Afin d’élargir la portée de la digitalisation, le gouvernement doit aussi veiller à mettre à niveau les infrastructures nécessaires à la transformation digitale pour rendre l’inclusion financière numérique plus attrayante pour les entreprises que si elles opéraient sur le marché non officiel».
Il a, d’autre part, précisé qu’officiellement «la Tunisie est engagée dans le processus de transformation digitale indispensable à la formalisation de l’économie, mais les efforts consentis jusque-là afin d’assurer une meilleure inclusion sociale et économique restent insuffisants et sans grand effet».
Les pays les plus proches du «cashless»
Sur le plan mondial, la Norvège, la Finlande et la Nouvelle-Zélande figurent en tête de la liste des pays les plus proches du «cashless». Ils sont suivis par Hong Kong, la Suède, le Danemark, la Suisse, le Royaume-Uni, Singapour et les Pays-Bas, selon une étude publiée par «Merchant Machine».
Dans les 10 pays répertoriés comme étant les plus proches de la dématérialisation, la proportion de paiements en espèces est désormais inférieure à 5%, la Suède, le Danemark, le Royaume-Uni et Singapour ayant la proportion la plus faible (1 %), suivis par la Norvège, la Finlande, la Nouvelle-Zélande et la Suisse (2 %) et Hong Kong et les Pays-Bas (4 %).

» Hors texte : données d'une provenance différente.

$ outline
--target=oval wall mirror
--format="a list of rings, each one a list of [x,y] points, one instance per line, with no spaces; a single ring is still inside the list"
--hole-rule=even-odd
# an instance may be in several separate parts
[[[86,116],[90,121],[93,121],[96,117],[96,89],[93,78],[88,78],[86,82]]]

L’étude répertorie cependant les pays selon un « indice global de dépendance aux liquidités » qui prend également en compte le pourcentage de personnes ayant accès à Internet, de personnes possédant une carte de crédit, de personnes non bancarisées et le nombre de distributeurs automatiques par personne.
Sur la base de cette combinaison de facteurs, la Norvège a le score d’indice de dépendance en espèces le plus bas (1,54), suivie par la Finlande (1,87), la Nouvelle-Zélande (2,06), Hong Kong et la Suède (2,10), le Danemark (2,15), la Suisse (2,21), le Royaume-Uni (2,22), Singapour (2,32) et les Pays-Bas (2,46).

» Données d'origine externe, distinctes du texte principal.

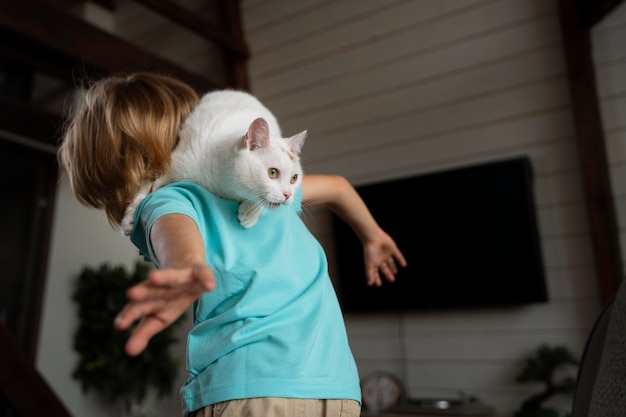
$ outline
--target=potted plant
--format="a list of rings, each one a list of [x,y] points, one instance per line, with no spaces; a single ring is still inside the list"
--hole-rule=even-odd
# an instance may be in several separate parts
[[[574,390],[576,382],[573,377],[564,376],[558,381],[554,380],[555,371],[567,365],[578,365],[578,360],[569,349],[564,346],[540,345],[518,375],[517,382],[542,382],[544,389],[526,399],[515,417],[569,417],[569,413],[565,411],[543,407],[543,403],[554,395]]]
[[[73,300],[79,325],[74,335],[78,363],[72,376],[84,392],[94,390],[126,415],[143,415],[141,404],[149,391],[158,397],[171,393],[179,360],[170,353],[176,342],[173,330],[180,319],[154,336],[140,355],[130,357],[124,345],[131,330],[118,331],[113,322],[126,304],[126,290],[146,279],[150,266],[137,262],[129,273],[124,266],[107,263],[83,268]]]

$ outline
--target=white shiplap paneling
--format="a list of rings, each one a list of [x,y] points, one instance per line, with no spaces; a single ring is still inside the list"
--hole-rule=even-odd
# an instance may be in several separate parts
[[[411,396],[463,390],[512,415],[538,388],[516,383],[524,360],[544,342],[580,354],[600,311],[557,2],[243,0],[242,12],[253,92],[284,133],[309,130],[308,172],[359,185],[531,158],[549,303],[346,316],[362,376],[388,369]],[[624,63],[615,65],[606,95],[617,102]],[[621,112],[613,130],[626,125]],[[611,142],[623,172],[622,136]],[[306,218],[334,273],[327,214]]]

En revanche, les chiffres montrent que le Maroc — où 74 % de tous les paiements restent en espèces et où 71 % de la population n’est pas bancarisée — est le pays le plus dépendant des espèces avec un score global de 6,96, suivi de l’Égypte (6,71), du Kenya (6,56), le Nigeria (6,54), les Philippines (6,42), la Bulgarie (6,38), le Pérou (6,04), le Vietnam (6,03), l’Indonésie (5,88) et le Kazakhstan (5,59).
En Europe, les pays ayant l’indice de dépendance monétaire le plus élevé après la Bulgarie sont la Roumanie (6,51), la Grèce (6,42), l’Ukraine (6,26), le Portugal (5,80), la République tchèque (5,51), la Hongrie (5,16), la Slovaquie (4,85), la Pologne (4,75) et l’Italie (4,74).
«La Bulgarie est le pays d’Europe le plus dépendant des espèces, effectuant 74 % de tous les paiements en espèces et proposant 91 distributeurs automatiques pour 100 000 adultes, alors que plus de 70 % de la population possède un compte bancaire », affirment les chercheurs.
« Malgré cette forte utilisation des espèces, seulement 28% de la population bulgare n’est pas bancarisée, ce qui signifie qu’un bon nombre de titulaires de comptes doivent encore utiliser des espèces pour effectuer au moins une partie de leurs paiements».